Ordered that the judgment is affirmed.
The County Court correctly determined that the People were ready for trial within the statutorily prescribed six-month period from the filing of the felony complaint (see, People v Osgood, 52 NY2d 37, 43). Contrary to the defendant’s contention, the County Court properly excluded the three-day period from August 31, 1991, to September 3, 1991. This delay was a reasonable period of time which elapsed for the purposes of assigning counsel and was not attributable to the People (see, People v Middlemiss, 198 AD2d 755; People v Parker, 186 AD2d 593; People v Greene, 134 AD2d 612; cf., People v Cortes, 80 NY2d 201).

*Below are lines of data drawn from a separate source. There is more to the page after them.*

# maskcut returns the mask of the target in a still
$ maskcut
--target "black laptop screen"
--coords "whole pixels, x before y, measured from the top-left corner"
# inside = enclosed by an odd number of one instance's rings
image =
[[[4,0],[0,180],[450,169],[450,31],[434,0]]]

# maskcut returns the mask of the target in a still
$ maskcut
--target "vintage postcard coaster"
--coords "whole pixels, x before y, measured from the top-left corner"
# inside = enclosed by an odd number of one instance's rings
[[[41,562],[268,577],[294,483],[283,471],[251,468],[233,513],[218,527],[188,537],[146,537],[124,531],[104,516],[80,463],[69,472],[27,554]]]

On October 29, 1991, the defendant’s attorney requested a felony hearing and the matter was adjourned to November 12, 1991 for that purpose. The court properly excluded this period (see, CPL 30.30 [4] [b]).
Where the People make no objection to a CPL 210.30 motion seeking inspection of the Grand Jury minutes, the People’s obligation to produce the minutes within a reasonable time begins to run from the date the defendant’s CPL 210.30 motion is made (see, People v Harris, 82 NY2d 409). The defendant filed his motion on April 7, 1992. The People consented to the inspection in their response papers dated April 22, 1992, and promptly ordered the Grand Jury minutes.
*499The People received and delivered the minutes to the defendant on or about May 12, 1992. This 35-day period is reasonable under the circumstances and not chargeable to the People. The period between May 13, 1992 and May 20, 1992, during which the court was deciding an issue concerning the Grand Jury minutes was also properly excluded (see, People v Moorehead, 61 NY2d 851; People v Robinson, 171 AD2d 475).
Accordingly, the People were ready well within the statutory period and not in violation of CPL 30.30.
The defendant’s contention that the People failed to prove that the defendant had knowledge that he possessed 500 milligrams or more of cocaine is unpreserved for appellate review (see, People v Hill, 85 NY2d 256; People v Logan, 74 NY2d 859; People v Smalls, 208 AD2d 778; People v Okehoffurum, 201 AD2d 508), and we decline to review it in the exercise of our interest of justice jurisdiction. Bracken, J. P., Rosenblatt, O’Brien and Hart, JJ., concur.